At the time the pups were born, Robin learned that she had cancer and on December 11, 2014, she passed away. Her sons kept their family’s Stony Brook home for seven more years and all the dogs still lived there, being cared for by a dear friend and the sons who commuted from their homes in Arizona and Los Angeles. The sons and daughter became our dear friends.
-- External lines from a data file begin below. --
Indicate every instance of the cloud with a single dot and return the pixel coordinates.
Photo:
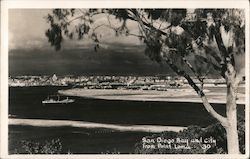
(27, 31)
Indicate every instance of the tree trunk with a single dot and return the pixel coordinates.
(231, 112)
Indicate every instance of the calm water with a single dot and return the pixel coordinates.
(26, 103)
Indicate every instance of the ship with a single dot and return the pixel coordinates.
(50, 100)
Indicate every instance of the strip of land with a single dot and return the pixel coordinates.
(171, 95)
(83, 124)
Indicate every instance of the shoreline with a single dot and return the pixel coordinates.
(172, 95)
(93, 125)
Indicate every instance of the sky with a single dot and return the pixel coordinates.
(31, 54)
(27, 31)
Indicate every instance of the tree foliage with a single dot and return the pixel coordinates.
(196, 39)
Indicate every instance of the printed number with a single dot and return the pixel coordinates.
(205, 146)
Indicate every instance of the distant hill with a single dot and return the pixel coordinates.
(118, 60)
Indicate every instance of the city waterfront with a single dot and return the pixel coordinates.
(25, 103)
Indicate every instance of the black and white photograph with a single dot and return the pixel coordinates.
(125, 80)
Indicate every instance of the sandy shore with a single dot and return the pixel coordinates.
(172, 95)
(82, 124)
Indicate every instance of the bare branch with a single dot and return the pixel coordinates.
(207, 105)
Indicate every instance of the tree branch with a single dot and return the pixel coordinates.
(201, 94)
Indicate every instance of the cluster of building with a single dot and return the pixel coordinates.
(160, 83)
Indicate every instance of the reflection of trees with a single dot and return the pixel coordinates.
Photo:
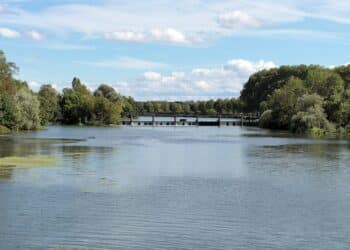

After 62 years, on May 28, 2021, the Gianopoulos children reluctantly sold their childhood home to people who understood the legacy of the Stony Brook dachshunds. The new owners even presented the Gianopoulos family with a celebratory plaque featuring the house, an inscription and a photo of Robin with one of her beloved doxies. I got chills when I saw that special plaque because the photo that they chose, out of all the photos they could have chosen, was one I had taken of my Melissa Tulip hugging her Granny Robin.
Though the magical house on the hill has found new owners, the legend of the Stony Brook dachshunds lives on through Melissa Tulip and all the wonderful dachshunds that Robin brought into this world.
Miller Place resident Barbara Anne Kirshner is a freelance journalist, playwright and author of “Madison Weatherbee —The Different Dachshund.”